Ironically, the same paranoia that resisted inoculation with the current vaccine has also impeded research into better ones. When a researcher in Amherst, Massachusetts, began work on a promising new anthrax vaccine in the late 1980s, for instance, he was protested by the Quaker-led American Friends Service Committee, which petitioned local officials to declare the town "a biological warfare research-free zone." And when, less than a week before the September 11 attacks, The New York Times reported that the Pentagon had been secretly conducting advanced anthrax vaccine research in Ohio, the news was presented as a disturbing sign that the United States might be violating the spirit of a global bioweapons ban.

IN ADDITION TO negligence and paranoia, there is a final culprit: good, old-fashioned, bureaucratic boondoggle. It had been clear for years that the creation of an effective and plentiful vaccine couldn't be left to the private sector--bioweapon vaccines have never promised much in the way of profits. Until recently, pharmaceutical companies didn't believe there would be widespread public demand and worried that production might be hazardous and would permanently contaminate their equipment. Indeed when the army encouraged drug companies to develop a better anthrax vaccine as far back as 1985, according to Germs, none so much as bid for the contract.

In the aftermath of the Gulf war, the Defense Department decided it needed plentiful doses of anthrax vaccine. A special team of scientists, known as "Project Badger," was charged with figuring out how they could be made. At the time the sole U.S. supplier of the vaccine was a small, antiquated laboratory owned by the state of Michigan.
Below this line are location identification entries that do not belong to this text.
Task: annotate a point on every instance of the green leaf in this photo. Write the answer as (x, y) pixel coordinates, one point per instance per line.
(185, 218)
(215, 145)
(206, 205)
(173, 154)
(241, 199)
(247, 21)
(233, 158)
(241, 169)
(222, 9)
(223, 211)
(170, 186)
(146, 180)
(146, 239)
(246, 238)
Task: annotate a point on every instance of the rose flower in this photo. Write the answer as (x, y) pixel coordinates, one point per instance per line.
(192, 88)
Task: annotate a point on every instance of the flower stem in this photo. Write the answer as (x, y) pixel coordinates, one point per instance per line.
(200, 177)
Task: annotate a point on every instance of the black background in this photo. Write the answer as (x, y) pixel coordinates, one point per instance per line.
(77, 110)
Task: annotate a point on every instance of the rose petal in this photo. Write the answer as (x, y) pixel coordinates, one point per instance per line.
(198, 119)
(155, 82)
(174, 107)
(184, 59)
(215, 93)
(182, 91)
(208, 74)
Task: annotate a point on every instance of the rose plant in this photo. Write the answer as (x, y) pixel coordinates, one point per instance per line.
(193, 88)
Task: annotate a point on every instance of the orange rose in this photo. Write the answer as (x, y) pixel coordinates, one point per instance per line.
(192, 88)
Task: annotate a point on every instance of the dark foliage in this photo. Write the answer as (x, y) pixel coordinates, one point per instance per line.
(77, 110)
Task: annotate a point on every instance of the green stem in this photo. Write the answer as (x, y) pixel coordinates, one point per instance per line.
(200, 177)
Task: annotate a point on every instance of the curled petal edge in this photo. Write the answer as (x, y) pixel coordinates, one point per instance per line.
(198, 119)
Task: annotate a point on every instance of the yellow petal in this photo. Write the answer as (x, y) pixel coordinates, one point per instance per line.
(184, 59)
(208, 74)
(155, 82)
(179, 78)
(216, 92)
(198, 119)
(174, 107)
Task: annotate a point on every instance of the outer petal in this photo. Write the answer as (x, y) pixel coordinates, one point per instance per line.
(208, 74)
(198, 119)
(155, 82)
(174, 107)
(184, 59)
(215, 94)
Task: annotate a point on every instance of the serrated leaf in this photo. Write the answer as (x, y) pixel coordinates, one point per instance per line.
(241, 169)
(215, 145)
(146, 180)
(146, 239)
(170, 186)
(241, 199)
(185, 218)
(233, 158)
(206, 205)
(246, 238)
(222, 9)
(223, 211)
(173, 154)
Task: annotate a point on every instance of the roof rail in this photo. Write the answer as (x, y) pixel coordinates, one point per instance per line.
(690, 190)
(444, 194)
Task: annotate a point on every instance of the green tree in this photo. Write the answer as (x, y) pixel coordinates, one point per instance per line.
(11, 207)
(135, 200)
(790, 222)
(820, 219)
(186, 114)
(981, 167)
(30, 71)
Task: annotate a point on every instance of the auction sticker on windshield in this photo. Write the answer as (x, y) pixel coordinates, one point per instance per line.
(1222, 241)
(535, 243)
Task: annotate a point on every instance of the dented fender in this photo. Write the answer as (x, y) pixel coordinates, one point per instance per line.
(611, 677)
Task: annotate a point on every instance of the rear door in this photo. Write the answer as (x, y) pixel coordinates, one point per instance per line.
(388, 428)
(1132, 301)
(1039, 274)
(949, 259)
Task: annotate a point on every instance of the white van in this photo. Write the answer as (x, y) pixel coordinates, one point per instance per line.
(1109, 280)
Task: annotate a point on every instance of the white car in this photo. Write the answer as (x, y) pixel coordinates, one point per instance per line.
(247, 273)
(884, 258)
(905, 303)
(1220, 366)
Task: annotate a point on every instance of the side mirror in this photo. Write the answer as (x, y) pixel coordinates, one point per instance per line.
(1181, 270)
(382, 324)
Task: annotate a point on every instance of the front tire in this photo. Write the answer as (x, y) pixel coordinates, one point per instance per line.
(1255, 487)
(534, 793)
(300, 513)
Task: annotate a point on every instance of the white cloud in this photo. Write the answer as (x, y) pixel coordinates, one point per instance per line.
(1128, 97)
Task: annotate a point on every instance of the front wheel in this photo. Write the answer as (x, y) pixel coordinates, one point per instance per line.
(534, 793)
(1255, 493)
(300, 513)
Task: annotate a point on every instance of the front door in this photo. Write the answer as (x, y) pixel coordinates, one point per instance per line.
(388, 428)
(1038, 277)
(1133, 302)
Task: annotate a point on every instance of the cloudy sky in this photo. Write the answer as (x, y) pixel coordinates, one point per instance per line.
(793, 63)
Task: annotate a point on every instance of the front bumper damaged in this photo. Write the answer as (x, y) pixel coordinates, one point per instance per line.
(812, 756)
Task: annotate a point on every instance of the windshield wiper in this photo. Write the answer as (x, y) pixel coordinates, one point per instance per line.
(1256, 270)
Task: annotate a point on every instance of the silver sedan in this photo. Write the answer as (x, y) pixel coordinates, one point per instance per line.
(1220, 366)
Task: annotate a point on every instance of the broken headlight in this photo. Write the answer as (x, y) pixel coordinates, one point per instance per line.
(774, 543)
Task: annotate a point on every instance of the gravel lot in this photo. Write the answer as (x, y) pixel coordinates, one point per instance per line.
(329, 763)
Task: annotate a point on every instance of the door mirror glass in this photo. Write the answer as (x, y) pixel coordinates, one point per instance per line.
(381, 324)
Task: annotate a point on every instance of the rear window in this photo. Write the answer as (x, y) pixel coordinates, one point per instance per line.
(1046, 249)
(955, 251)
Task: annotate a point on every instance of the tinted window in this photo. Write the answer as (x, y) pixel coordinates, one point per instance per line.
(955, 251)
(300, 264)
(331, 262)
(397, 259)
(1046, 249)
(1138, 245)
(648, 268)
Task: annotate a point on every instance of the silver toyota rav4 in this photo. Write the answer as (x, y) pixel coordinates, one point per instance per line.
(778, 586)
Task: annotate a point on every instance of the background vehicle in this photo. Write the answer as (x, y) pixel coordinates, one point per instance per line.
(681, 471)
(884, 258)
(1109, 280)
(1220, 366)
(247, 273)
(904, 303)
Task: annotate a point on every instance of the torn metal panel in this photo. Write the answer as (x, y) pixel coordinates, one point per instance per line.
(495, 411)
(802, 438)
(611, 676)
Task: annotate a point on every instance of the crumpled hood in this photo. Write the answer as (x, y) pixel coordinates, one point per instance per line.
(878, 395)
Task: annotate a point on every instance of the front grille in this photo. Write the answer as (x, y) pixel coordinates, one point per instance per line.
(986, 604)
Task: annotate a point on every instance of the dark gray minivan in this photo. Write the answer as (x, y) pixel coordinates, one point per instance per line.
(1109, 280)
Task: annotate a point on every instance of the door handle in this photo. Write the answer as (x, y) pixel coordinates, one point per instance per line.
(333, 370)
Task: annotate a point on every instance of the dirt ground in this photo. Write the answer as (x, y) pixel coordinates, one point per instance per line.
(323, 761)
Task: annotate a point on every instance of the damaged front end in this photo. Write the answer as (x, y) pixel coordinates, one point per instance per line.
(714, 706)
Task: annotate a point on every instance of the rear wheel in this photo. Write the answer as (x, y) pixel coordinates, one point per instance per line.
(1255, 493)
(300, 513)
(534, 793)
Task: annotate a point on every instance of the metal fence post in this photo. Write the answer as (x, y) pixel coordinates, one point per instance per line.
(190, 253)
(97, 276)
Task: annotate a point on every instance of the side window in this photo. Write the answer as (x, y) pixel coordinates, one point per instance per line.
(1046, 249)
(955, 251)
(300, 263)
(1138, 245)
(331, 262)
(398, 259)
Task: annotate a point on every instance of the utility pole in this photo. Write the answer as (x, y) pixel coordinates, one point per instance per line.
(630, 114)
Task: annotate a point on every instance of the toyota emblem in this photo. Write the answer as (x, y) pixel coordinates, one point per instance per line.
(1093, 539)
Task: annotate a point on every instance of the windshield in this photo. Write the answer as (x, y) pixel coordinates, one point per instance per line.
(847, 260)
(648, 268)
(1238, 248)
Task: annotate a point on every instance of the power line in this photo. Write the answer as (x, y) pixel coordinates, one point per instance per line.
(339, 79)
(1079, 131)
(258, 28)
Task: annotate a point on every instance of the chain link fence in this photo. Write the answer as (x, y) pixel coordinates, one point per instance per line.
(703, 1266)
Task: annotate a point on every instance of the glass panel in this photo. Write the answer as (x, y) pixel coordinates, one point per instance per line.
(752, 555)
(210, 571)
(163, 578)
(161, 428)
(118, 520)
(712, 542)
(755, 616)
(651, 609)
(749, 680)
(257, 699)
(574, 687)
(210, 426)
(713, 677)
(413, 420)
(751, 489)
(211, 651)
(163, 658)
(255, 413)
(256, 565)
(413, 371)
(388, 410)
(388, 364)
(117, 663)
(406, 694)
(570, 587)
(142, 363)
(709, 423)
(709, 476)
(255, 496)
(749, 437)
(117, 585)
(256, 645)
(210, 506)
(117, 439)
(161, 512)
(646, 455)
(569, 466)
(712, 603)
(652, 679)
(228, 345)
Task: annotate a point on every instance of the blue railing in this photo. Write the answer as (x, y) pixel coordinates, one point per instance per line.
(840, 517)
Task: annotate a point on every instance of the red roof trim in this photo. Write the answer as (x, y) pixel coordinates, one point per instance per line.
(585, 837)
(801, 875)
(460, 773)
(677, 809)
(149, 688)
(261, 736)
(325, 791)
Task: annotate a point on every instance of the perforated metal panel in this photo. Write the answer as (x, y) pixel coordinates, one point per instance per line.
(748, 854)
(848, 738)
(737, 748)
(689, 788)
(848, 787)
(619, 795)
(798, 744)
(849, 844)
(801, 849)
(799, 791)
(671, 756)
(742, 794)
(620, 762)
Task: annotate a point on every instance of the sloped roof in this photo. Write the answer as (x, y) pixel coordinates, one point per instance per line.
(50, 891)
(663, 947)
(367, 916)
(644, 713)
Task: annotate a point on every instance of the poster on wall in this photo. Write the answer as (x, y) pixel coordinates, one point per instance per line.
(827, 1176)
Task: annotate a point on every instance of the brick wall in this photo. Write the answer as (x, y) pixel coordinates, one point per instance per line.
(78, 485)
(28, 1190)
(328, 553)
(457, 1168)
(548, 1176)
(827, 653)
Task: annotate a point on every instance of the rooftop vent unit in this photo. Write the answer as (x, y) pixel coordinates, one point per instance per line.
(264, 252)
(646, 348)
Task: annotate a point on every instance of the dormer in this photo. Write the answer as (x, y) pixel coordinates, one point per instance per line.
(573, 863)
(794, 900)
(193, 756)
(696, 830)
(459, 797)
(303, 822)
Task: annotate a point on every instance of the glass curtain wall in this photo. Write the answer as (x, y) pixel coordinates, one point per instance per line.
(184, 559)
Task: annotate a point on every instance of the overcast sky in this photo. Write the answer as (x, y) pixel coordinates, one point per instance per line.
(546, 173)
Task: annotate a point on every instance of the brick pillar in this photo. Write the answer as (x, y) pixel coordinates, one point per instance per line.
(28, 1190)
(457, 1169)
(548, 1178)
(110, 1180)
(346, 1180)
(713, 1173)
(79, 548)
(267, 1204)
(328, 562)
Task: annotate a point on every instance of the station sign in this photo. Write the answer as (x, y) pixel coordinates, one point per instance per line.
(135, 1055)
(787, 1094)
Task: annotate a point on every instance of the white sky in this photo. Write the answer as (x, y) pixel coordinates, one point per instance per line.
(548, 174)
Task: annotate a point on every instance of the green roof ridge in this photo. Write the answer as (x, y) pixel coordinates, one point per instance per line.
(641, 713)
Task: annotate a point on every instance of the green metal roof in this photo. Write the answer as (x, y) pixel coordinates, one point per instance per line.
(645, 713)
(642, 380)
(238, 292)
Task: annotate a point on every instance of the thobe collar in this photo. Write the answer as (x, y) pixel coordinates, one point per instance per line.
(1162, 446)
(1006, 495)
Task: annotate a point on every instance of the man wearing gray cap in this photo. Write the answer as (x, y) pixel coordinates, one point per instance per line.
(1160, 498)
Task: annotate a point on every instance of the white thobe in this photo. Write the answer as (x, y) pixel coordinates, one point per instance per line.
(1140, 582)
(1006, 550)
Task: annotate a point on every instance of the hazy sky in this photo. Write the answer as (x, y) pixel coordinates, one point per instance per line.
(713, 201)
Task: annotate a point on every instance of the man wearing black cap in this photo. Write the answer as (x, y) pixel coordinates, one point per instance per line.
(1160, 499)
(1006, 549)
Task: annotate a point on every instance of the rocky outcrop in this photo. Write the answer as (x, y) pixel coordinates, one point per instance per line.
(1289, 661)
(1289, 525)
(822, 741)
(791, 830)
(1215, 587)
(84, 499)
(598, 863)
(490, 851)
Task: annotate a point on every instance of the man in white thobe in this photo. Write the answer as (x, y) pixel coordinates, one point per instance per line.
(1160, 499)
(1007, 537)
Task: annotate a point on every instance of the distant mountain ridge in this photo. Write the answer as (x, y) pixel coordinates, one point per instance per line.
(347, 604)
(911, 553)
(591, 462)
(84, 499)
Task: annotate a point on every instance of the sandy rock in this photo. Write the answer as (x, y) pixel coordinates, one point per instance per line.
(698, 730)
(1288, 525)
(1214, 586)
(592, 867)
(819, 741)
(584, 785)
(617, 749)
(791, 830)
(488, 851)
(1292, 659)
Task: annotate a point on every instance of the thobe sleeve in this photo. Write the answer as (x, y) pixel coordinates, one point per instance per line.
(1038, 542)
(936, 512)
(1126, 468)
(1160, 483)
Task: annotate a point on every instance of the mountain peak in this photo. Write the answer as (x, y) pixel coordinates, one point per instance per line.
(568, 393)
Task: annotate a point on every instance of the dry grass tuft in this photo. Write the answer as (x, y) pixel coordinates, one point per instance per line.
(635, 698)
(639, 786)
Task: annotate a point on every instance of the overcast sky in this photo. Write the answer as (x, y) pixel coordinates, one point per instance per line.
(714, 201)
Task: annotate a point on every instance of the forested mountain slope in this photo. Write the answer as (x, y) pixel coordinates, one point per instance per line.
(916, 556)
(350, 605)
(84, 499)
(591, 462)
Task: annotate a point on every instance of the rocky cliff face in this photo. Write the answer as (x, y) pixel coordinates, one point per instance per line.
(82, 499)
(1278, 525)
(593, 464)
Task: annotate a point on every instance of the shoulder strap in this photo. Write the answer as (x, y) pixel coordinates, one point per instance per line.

In 1994 Project Badger recommended that the military create its own federal vaccine facility in Arkansas or Maryland. Military scientists also recommended that the United States invest in a new vaccine, based on recent breakthroughs in DNA research, that might be easier to produce and administer. But the military stuck with the Michigan lab instead, issuing it a large contract and leaving the parallel research with scant support. "DoD picked the wrong fork in the road, primarily because they thought it was cheaper and easier," says Larry Halloran, a House Government Reform Committee staffer.

Things got worse in 1998, when the state of Michigan sold the lab to BioPort, a company whose board of directors included retired Admiral William Crowe, the former chairman of the Joint Chiefs of Staff and one of the few highranking military officers to endorse Bill Clinton in 1992. Since the sale to BioPort, the lab has not made a single dose of anthrax vaccine. Despite receiving $126 million in Defense Department expenditures over the past three years, it has failed to meet FDA regulations--despite warnings that date back to the mid-'90s. "In retrospect, the whole notion of turning this over to a new contractor instead of an established pharmaceutical company looks questionable," Tara O'Toole of the Johns Hopkins biodefense center told The New York Times this month.

So now the United States must wait for BioPort--itself still awaiting FDA approval to resume production--to begin churning out the millions of doses it agreed to deliver years ago. Of course, once the doses are delivered, it will still be another 18 months before anyone is safely inoculated. The government could always abandon BioPort and build its own plant--but that, according to Halloran, would take about seven years. Which means that if the Defense Department had made the proper decision in 1994, the assembly line would be running today.